Further to this, CBs are far better to leave the transactional layer of currency to one of the many smart contract solutions jostling for dominance. ETH is the most established, but there's several looking promising where ETH has shortfalls right now, namely transactional cost, scalability and throughput. As we saw just days ago with the EIB testing out a bond issuance for the EU via ETH, it's far more likely IMO to see a smart contract platform become the go to for governments, where they can borrow hard money like Bitcoin from liquidity providers, who make a guaranteed rate of return. There's actually dedicated token platforms already specifically for the purpose of providing liquidity like this, AAVE being a notable example in the top 100. It's quite imaginable in this scenario for governments to raise capital directly from retail, as there's really no minimum amount someone can stake in a liquidity pool, the size of many pools is already in 100s of millions heading for billions, and the standard protocol is one of openess making a private issuance more complex. With a blockchain based smart contract in place there's zero need for custody, and settlement is baked in. That means bonds can be issued then settled without any need for wholesale settlement custody. In effect, CBs would only need to operate in a tech oriented role to issue and validate the tokens, less about monetary policy and governance, and more about code management and software delivery via blockchain based on government capital requirements. At the moment this all sounds a bit SciFi, but with blockchain it's completely within the bounds of reality. Governments are about to fear their citizens again, by way of their collective non-custodial monetary might, and be forced to be fiscally responsible and accountable. About bloody time too.
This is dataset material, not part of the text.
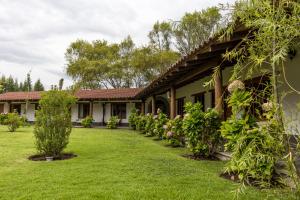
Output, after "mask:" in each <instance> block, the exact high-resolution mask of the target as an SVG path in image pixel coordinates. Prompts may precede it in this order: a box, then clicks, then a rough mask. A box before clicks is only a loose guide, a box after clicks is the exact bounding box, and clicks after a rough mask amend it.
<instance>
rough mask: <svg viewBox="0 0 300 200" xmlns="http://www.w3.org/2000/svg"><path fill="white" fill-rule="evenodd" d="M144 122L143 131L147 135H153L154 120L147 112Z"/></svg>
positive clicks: (153, 127) (154, 123)
mask: <svg viewBox="0 0 300 200" xmlns="http://www.w3.org/2000/svg"><path fill="white" fill-rule="evenodd" d="M145 120H146V124H145V133H146V135H147V136H154V135H155V134H154V129H155V127H154V125H155V123H154V122H155V120H154V116H153V114H151V113H148V114H147V115H146V119H145Z"/></svg>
You say high transactional costs; I say security.

"Keynesian economics is useless to describe what will happen as we move back to a standard backed by a real store of value"

As mentioned before, what you are describing is UN-leverage
Which destroys wealth claims , incomes and all economies to scale
Not sure if Canada has this in mind

The holy church of BTC.
So much wrong with it I can't be bothered. But keep praying and preaching, there are believers out there - and of course you need new believers to keep a ponzi alive.

More banking inclusion... And banking exclusion if you are disagreeable to the state

"Inclusion" is a new control word brought to you by the same people at the Bank of Imternational Settlements who plan to have us "own nothing (but you will be happy)" by the arrival of 2030.